First-Passage Time Model Driven by Lévy Process for Pricing CoCos

Department of Finance, Beihang University, Beijing 100191, China

Correspondence should be addressed to Xiaoshan Su; nc.ude.aaub@nahsoaixus

Received 26 July 2016; Accepted 12 December 2016; Published 11 January 2017

Academic Editor: Jean J. Loiseau

Copyright © 2017 Xiaoshan Su and Manying Bai. This is an open access article distributed under the Creative Commons Attribution License, which permits unrestricted use, distribution, and reproduction in any medium, provided the original work is properly cited.

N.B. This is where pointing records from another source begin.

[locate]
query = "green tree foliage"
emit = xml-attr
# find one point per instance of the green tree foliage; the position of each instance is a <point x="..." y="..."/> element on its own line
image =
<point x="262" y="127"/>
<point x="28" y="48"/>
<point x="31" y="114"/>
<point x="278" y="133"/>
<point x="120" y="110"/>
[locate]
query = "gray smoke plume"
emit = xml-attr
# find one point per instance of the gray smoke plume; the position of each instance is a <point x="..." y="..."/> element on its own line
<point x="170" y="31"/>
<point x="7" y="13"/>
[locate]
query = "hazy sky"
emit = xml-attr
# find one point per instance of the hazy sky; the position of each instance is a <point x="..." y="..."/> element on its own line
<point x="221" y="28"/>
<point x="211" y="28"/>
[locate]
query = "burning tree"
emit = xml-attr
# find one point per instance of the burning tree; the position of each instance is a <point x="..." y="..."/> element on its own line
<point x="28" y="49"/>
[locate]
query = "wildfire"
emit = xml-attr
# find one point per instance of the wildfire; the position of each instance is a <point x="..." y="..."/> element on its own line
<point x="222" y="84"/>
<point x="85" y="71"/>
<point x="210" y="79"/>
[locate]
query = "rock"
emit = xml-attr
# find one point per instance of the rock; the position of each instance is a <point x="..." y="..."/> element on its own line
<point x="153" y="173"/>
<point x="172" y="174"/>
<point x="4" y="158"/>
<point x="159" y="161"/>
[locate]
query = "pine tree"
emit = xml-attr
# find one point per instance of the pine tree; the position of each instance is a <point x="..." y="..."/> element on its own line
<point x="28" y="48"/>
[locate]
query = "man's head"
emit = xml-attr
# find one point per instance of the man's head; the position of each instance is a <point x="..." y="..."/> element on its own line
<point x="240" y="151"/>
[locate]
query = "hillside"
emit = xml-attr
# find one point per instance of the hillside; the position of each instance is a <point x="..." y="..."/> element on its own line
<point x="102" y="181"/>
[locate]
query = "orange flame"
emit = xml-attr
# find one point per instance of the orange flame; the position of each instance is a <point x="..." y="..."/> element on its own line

Contingent convertible bonds (CoCos) are typical form of contingent capital that converts into equity of issuing firm or writes down if a prespecified trigger occurs. This paper proposes a general Lévy framework for pricing CoCos. The Lévy framework indicates that the difficulty in giving closed-form expression for CoCos price is the possible introduction of the Lévy process whose first-passage time problem has not been solved. According to characteristics of new Lévy measure after the measure transform, three specific Lévy models driven by drifted Brownian motion, spectrally negative Lévy process, and double exponential jump diffusion process are proposed to give the solution keeping the form of the driving process unchanged under the measure transform. These three Lévy models provide closed-form expressions for CoCos price while the latter two possess them up to Laplace transform, whose pricing results are given by combining with numerical Fourier inversion and Laplace inversion. Numerical results show that negative jumps have large influence on CoCos pricing and the Black-Scholes model would overestimate CoCos price by simply compressing jumps information into volatility while the other two models would give more accurate CoCos price by taking jump risk into consideration.